President-elect Joe Biden warned Tuesday that the Trump administration’s ongoing attempt to strike down the Affordable Care Act, also known as Obamacare, would be a disaster for the millions of Americans who depend on the law.
“The consequences of the Trump administration’s argument are not academic or abstraction. For many Americans, they are a matter of life and death in the literal sense,” said Biden in his second speech in as many days from the Queen theatre in Wilmington, Del.
Biden was introduced by Vice President-elect Kamala Harris, who said the election had amounted to a referendum on the law.
“Each and every vote for Joe Biden was a vote to protect and expand the Affordable Care Act, not to tear it away in the midst of a global pandemic,” the California Democrat said. “And Joe Biden won the election decisively.”
Biden’s remarks came in response to a new Supreme Court battle over the ACA. On Tuesday morning, the court heard arguments from the Trump administration, which is contending that the decade-old law is unconstitutional.
This is the third time the Affordable Care Act has come before the Supreme Court. If the high court strikes down the law, some 20 million Americans could lose their health coverage. Democrats also warned that Americans who have contracted COVID-19 may be unable to find new insurance if the law, which guarantees coverage for those with preexisting conditions, is tossed out.
More than 10 million Americans have been infected by the coronavirus and more than 239,000 have died. Those numbers are expected to climb substantially amid fears of an even deadlier second wave hitting the U.S.

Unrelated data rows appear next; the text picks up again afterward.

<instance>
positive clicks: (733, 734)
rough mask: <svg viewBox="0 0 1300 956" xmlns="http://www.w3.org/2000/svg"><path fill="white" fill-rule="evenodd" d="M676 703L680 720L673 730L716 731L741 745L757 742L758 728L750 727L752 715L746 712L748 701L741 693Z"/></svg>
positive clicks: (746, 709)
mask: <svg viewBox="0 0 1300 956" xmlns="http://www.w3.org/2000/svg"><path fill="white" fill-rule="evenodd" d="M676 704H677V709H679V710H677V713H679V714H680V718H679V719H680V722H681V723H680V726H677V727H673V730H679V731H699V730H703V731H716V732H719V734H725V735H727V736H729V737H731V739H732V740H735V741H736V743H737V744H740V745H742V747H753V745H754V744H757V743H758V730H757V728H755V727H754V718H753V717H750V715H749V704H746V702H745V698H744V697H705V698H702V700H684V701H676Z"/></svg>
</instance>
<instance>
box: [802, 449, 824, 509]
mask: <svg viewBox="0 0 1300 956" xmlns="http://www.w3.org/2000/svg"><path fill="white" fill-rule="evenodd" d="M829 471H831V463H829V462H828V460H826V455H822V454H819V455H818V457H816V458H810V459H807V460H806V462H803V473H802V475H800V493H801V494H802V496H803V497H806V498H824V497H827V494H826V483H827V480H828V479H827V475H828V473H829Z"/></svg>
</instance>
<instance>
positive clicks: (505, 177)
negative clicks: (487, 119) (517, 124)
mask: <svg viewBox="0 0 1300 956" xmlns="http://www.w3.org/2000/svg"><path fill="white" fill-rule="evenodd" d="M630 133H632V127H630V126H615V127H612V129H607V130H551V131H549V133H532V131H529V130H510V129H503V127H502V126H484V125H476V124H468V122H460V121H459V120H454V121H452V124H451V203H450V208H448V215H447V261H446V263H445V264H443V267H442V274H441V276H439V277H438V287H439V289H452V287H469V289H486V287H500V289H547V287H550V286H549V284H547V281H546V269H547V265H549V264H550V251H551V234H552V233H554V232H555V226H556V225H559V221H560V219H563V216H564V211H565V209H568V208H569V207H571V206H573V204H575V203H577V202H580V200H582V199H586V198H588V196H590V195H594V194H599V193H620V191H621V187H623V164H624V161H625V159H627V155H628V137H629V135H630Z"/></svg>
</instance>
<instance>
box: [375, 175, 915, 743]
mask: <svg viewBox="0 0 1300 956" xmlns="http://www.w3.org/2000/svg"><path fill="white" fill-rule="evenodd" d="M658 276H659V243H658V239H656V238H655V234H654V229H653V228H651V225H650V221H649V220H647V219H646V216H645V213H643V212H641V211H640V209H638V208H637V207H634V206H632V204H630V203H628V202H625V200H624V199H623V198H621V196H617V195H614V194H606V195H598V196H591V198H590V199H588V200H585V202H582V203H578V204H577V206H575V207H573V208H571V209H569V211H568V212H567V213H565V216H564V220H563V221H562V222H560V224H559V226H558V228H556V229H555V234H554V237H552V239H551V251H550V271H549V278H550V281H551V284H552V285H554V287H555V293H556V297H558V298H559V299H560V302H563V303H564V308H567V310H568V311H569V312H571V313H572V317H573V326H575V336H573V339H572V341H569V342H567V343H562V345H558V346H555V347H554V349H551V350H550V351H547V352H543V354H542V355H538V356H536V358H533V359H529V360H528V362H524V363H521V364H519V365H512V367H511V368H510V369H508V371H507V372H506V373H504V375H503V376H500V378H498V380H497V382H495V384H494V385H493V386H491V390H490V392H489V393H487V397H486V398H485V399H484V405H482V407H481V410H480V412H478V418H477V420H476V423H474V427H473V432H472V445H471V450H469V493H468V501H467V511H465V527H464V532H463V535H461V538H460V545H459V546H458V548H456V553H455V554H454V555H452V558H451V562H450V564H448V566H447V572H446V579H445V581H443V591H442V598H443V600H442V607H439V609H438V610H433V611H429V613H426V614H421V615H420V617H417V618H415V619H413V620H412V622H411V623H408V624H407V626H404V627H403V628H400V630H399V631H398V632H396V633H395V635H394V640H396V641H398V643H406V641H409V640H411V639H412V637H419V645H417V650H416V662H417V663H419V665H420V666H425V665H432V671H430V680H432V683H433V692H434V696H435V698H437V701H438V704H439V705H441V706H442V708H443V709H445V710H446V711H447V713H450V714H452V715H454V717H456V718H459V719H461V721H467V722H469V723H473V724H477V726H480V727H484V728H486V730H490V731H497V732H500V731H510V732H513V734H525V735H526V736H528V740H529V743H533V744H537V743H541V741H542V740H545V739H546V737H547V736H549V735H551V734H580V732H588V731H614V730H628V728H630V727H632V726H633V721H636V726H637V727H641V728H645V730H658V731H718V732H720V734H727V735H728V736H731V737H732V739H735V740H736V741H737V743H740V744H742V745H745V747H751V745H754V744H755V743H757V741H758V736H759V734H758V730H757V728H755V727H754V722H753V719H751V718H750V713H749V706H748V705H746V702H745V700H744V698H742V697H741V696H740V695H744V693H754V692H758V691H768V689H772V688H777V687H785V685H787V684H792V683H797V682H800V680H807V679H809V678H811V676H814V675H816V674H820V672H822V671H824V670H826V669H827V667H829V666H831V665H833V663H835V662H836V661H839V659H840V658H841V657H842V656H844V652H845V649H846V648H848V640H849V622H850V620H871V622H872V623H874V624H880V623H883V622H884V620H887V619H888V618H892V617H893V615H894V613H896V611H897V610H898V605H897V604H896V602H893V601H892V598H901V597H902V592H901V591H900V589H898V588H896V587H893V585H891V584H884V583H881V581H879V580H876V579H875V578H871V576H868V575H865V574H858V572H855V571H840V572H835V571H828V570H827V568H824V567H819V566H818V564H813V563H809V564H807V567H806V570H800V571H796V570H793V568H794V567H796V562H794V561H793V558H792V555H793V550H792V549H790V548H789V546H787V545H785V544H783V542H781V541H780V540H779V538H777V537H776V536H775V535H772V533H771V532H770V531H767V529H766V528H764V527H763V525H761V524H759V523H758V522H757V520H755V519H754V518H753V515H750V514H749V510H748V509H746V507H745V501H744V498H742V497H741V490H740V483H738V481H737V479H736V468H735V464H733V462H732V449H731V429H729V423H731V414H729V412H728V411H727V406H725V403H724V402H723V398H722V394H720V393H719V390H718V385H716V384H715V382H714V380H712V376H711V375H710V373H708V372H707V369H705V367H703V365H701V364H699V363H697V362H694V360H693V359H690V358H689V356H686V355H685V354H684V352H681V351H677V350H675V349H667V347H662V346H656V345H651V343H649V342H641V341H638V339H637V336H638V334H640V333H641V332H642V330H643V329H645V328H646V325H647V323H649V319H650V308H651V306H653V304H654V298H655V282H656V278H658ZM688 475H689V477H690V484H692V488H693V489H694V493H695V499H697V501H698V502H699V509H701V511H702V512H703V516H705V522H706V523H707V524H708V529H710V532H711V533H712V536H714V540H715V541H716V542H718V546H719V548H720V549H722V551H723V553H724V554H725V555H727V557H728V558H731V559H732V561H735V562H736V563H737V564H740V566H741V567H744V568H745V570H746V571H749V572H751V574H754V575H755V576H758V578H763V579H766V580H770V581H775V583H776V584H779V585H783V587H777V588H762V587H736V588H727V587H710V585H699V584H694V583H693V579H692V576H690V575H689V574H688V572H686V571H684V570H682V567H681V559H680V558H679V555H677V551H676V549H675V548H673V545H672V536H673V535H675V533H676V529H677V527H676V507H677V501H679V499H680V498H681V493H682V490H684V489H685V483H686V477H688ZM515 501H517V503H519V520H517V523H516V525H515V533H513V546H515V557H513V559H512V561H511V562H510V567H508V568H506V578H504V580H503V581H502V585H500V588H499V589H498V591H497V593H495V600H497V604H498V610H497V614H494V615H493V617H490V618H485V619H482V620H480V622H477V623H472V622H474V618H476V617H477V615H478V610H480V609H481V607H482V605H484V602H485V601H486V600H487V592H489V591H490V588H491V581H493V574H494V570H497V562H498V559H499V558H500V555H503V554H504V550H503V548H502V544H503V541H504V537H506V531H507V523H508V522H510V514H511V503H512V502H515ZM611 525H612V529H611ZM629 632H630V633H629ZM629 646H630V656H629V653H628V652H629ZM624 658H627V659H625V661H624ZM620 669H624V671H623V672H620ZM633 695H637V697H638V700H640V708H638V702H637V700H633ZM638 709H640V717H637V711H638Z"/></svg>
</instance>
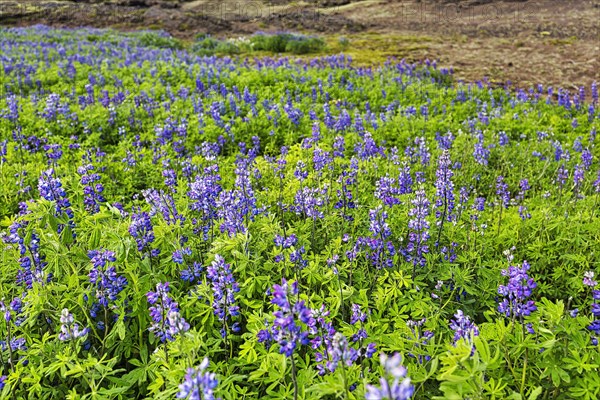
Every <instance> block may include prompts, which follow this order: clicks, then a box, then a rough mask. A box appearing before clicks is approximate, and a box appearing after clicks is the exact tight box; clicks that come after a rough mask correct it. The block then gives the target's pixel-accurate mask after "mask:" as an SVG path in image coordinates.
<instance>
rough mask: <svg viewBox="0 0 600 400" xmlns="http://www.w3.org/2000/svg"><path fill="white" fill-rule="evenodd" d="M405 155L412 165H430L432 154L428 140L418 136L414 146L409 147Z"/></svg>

“I will protect your health care like I protect my own family. We’ve unfortunately been big consumers of that,” Biden said, a reference to his late son Beau, who died of cancer in 2015. Biden added that he would endeavour to expand the ACA and lower the price of prescription drugs.
Republicans have long promised to repeal the Affordable Care Act and replace it with a health care plan of their own that would protect those with preexisting conditions. However, the Trump administration never introduced such a plan despite the president’s frequent promises over the past several years that he would unveil one soon.
Court watchers on Tuesday said that, based on the questions asked by the justices, it appeared the Supreme Court was reluctant to overturn the ACA despite its 6-3 conservative majority.
Biden also took several questions about President Trump’s refusal to concede the presidential race despite clearly losing the election. Biden said he had not yet talked to Senate Majority Leader Mitch McConnell, who is poised to become the most powerful Republican in Washington when the new administration takes power in January, but that he expects he will soon.
The president-elect said he felt Republicans on Capitol Hill, the vast majority of whom have yet to admit that he won the election, we’re still “mildly intimidated” by Trump and unwilling to cross him.
He had harsher words for the president himself.
“It’s an embarrassment, quite frankly. … I think it will not help the president’s legacy,” Biden said of Trump’s attempts to contest the election’s results.